“Government is working against the issue, but people need to respect their daughters and make their sons responsible enough to maintain safety in society”, said PM Modi, finally calling for a social movements against the rising number of sexual harassment and rape cases in the country, every single day.

The Prime Minister of India has finally decided to speak on the topic that has disturbed the entire Indian society and crippled it with continuous occurrence of sexual barbaric acts. Talking about the promulgation of ordinance of death penalty for rape criminals, Modi said that this shows his government’s determination to act against such heinous crimes. At the same time, Modi said that while the government is working on its part, the people of India should understand the need to respect their daughters and teach their sons to behave in a way that they are responsible to maintain safety in the society.

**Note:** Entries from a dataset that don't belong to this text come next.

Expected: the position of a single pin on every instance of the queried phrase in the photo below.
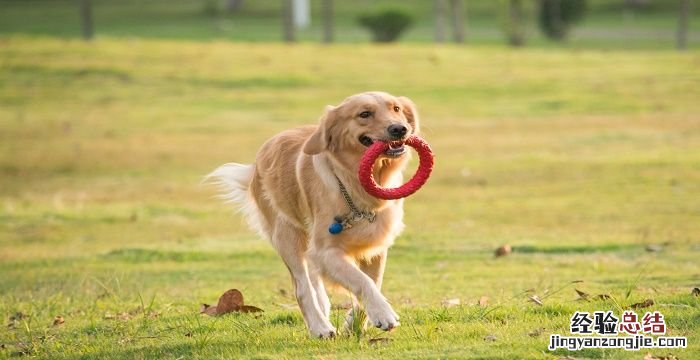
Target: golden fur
(290, 195)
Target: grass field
(578, 159)
(606, 25)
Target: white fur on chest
(367, 239)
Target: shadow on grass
(585, 249)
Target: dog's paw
(383, 316)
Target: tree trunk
(233, 5)
(557, 22)
(86, 18)
(457, 21)
(439, 21)
(327, 21)
(516, 33)
(288, 20)
(682, 33)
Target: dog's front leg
(337, 265)
(374, 268)
(289, 243)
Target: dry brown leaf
(451, 302)
(17, 316)
(207, 309)
(343, 306)
(503, 250)
(230, 301)
(653, 248)
(643, 304)
(288, 306)
(377, 341)
(535, 299)
(582, 295)
(250, 309)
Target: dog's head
(362, 119)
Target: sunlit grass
(578, 159)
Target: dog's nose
(396, 131)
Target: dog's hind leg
(337, 265)
(320, 289)
(374, 268)
(290, 243)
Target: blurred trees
(233, 5)
(457, 11)
(327, 15)
(556, 16)
(682, 32)
(386, 25)
(86, 19)
(516, 23)
(288, 21)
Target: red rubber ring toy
(425, 167)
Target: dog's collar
(341, 223)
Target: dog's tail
(233, 181)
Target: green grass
(606, 26)
(578, 159)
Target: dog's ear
(321, 139)
(410, 112)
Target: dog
(298, 186)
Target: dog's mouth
(396, 148)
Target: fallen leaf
(343, 306)
(503, 250)
(288, 306)
(653, 248)
(376, 341)
(490, 337)
(535, 299)
(207, 309)
(17, 316)
(643, 304)
(536, 332)
(230, 301)
(250, 309)
(582, 295)
(451, 302)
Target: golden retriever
(292, 193)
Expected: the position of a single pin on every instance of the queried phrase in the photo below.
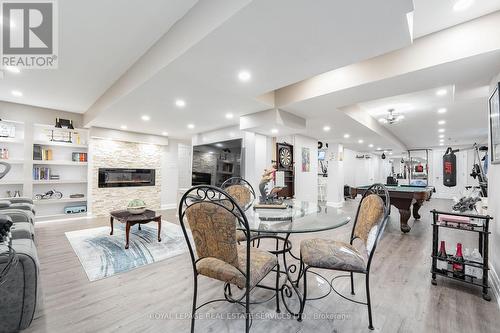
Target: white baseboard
(495, 284)
(335, 204)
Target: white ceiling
(434, 15)
(466, 117)
(279, 42)
(99, 40)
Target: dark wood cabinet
(285, 162)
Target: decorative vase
(136, 206)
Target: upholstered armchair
(369, 225)
(210, 213)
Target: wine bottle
(442, 262)
(458, 263)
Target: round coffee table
(131, 219)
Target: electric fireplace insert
(121, 177)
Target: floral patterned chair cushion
(214, 231)
(330, 254)
(261, 263)
(370, 215)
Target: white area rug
(103, 255)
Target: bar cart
(474, 223)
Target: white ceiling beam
(362, 117)
(202, 19)
(469, 39)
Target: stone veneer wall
(118, 154)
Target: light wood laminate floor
(157, 297)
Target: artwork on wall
(494, 104)
(306, 160)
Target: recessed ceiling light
(180, 103)
(244, 76)
(12, 69)
(441, 92)
(462, 5)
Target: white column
(335, 183)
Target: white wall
(494, 203)
(360, 172)
(176, 171)
(306, 183)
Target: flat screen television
(321, 155)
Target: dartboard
(285, 157)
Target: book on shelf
(41, 173)
(40, 154)
(79, 157)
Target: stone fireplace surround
(104, 153)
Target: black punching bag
(449, 168)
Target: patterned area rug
(103, 255)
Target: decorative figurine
(271, 198)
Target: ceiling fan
(391, 118)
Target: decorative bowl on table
(136, 206)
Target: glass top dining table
(298, 217)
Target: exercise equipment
(450, 168)
(478, 169)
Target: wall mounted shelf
(58, 201)
(59, 162)
(59, 144)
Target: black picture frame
(494, 116)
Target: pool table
(402, 197)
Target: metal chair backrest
(211, 214)
(371, 218)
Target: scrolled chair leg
(277, 288)
(195, 294)
(247, 311)
(352, 283)
(304, 296)
(368, 302)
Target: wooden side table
(131, 219)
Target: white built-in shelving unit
(72, 175)
(15, 179)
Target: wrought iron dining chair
(371, 218)
(211, 213)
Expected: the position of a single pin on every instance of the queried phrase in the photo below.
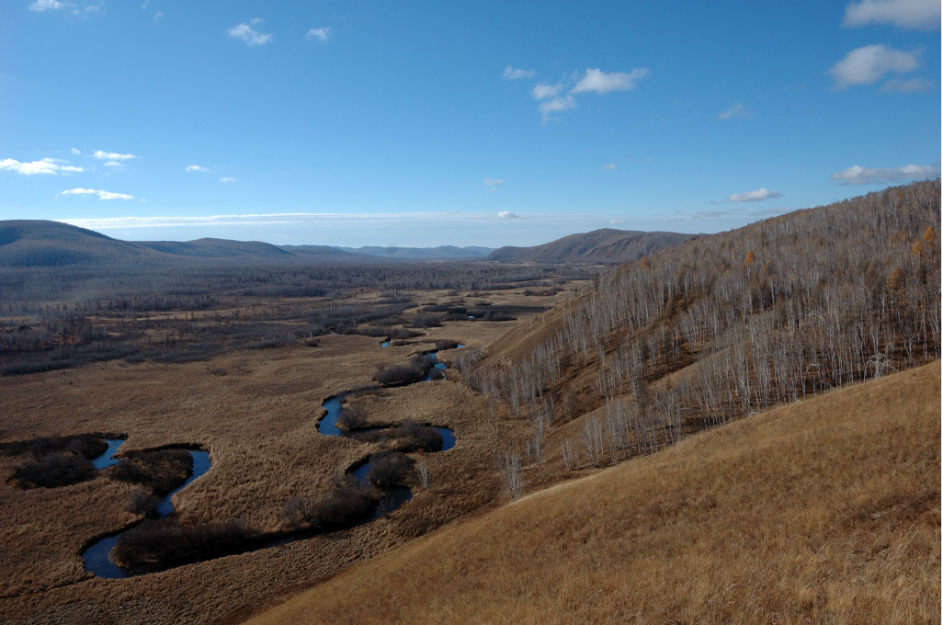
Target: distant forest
(718, 328)
(55, 318)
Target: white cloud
(45, 166)
(867, 175)
(907, 86)
(103, 195)
(868, 64)
(736, 110)
(47, 5)
(322, 34)
(754, 196)
(557, 105)
(516, 74)
(917, 14)
(543, 90)
(247, 34)
(598, 81)
(112, 156)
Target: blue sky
(478, 123)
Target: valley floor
(826, 510)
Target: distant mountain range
(599, 246)
(27, 243)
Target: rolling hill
(821, 511)
(607, 246)
(36, 243)
(442, 252)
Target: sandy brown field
(255, 411)
(823, 511)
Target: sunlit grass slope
(821, 511)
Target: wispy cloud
(907, 86)
(730, 213)
(866, 65)
(321, 34)
(245, 32)
(736, 110)
(112, 156)
(47, 5)
(867, 175)
(915, 14)
(553, 100)
(544, 90)
(46, 166)
(754, 196)
(298, 219)
(559, 104)
(102, 194)
(597, 81)
(516, 74)
(492, 184)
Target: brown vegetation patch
(745, 523)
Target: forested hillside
(724, 326)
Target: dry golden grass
(821, 511)
(259, 423)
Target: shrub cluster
(352, 419)
(56, 469)
(390, 468)
(408, 437)
(345, 504)
(400, 375)
(160, 470)
(162, 543)
(56, 461)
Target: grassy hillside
(724, 326)
(825, 510)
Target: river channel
(97, 556)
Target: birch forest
(728, 325)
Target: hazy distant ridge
(599, 246)
(36, 243)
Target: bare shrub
(511, 475)
(390, 469)
(421, 468)
(57, 469)
(160, 470)
(345, 504)
(351, 419)
(400, 375)
(142, 501)
(426, 321)
(161, 543)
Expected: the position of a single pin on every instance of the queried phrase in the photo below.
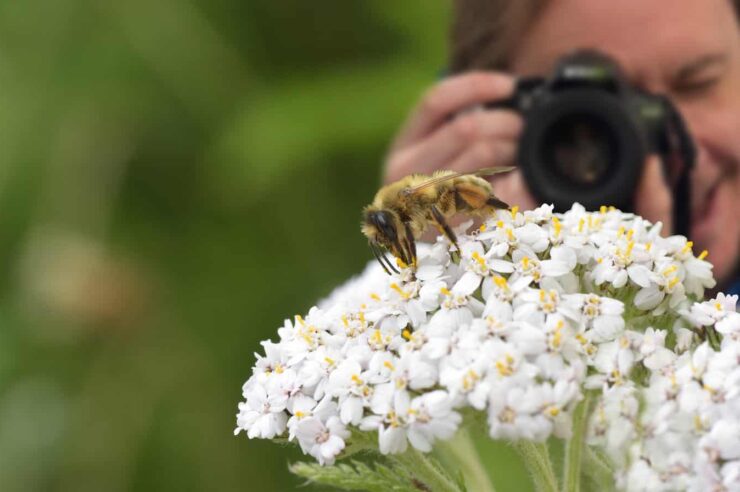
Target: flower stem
(537, 460)
(426, 471)
(460, 451)
(574, 447)
(598, 469)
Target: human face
(686, 49)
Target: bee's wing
(486, 171)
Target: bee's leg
(496, 203)
(411, 244)
(399, 250)
(380, 256)
(440, 219)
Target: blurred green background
(176, 178)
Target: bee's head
(381, 227)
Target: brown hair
(483, 32)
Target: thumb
(653, 198)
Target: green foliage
(357, 476)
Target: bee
(401, 211)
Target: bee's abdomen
(471, 195)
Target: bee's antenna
(380, 256)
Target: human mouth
(705, 212)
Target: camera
(587, 133)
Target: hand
(440, 134)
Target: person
(688, 50)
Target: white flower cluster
(534, 310)
(681, 429)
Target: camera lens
(581, 149)
(581, 145)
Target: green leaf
(357, 476)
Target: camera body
(587, 133)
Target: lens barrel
(581, 145)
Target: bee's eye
(384, 222)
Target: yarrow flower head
(547, 325)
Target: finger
(450, 141)
(450, 96)
(653, 198)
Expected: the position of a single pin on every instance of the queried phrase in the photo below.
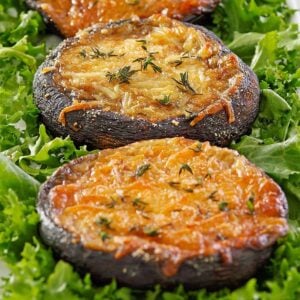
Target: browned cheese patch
(173, 199)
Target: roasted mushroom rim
(158, 75)
(172, 200)
(70, 16)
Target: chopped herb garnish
(138, 202)
(223, 206)
(123, 75)
(113, 203)
(174, 184)
(185, 167)
(142, 169)
(83, 53)
(104, 235)
(165, 100)
(148, 61)
(144, 42)
(104, 222)
(176, 62)
(197, 148)
(151, 231)
(250, 204)
(96, 53)
(212, 195)
(189, 190)
(207, 175)
(132, 2)
(184, 83)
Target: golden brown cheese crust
(70, 16)
(153, 70)
(174, 199)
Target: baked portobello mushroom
(70, 16)
(134, 80)
(164, 211)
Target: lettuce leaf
(258, 31)
(250, 16)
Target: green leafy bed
(259, 32)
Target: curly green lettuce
(259, 32)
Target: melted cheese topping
(174, 70)
(169, 199)
(70, 16)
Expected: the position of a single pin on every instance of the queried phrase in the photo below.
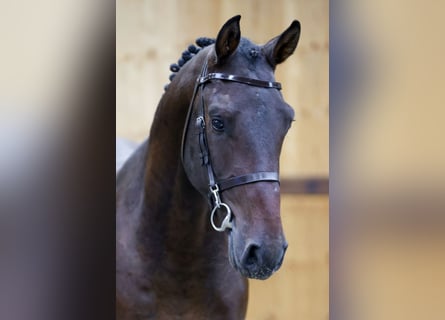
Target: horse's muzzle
(261, 261)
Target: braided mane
(188, 54)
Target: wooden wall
(152, 34)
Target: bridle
(217, 186)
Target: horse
(198, 202)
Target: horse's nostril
(251, 255)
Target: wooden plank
(300, 289)
(308, 185)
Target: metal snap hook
(227, 223)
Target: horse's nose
(251, 257)
(259, 262)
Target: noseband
(217, 186)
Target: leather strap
(248, 178)
(239, 79)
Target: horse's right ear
(228, 39)
(280, 48)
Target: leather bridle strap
(247, 178)
(239, 79)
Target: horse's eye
(218, 124)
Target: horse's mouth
(259, 272)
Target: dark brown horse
(216, 139)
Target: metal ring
(226, 224)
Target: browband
(239, 79)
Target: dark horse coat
(171, 264)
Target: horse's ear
(280, 48)
(228, 38)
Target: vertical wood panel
(299, 290)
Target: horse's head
(241, 125)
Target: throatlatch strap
(248, 178)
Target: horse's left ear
(280, 48)
(228, 39)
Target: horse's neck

Modi said that the ordinance has been passed by the government, allowing courts to sentence death penalties to the criminals who are convicted of raping minors below 12 years of age and a life-long imprisonment to all those convicted of raping child below 16 years old is proof that the government listens to the calls of citizens. The ordinance was passed by the Union Cabinet due to pressure created by common people who are calling for justice in wake of the Kathua rape and murder case of an 8-year-old and Unnao rape case on a teenager by a BJP lawmaker.

Addressing to a rally marking the National Panchayati Raj Day, Modi also called for a social movement pan country to promote protecting girls and fight against the increasing number of rapes that are reported from across the nation. Modi said that a social revolution is needed to bring change in the way women are treated in the society. A social wake will certainly make a difference, but if implemented across the nation and if not brushed off like all other rape cases that has occurred in past. Any law being introduced, any new ordinance being passed, any rally being conducted or any call for social movement is vague – as long as we don’t act from today, from this hour, from this very movement – before it gets brushed off with time, before we get over it, before we have to cry for another Nirbhaya, another Asifa. Not this time.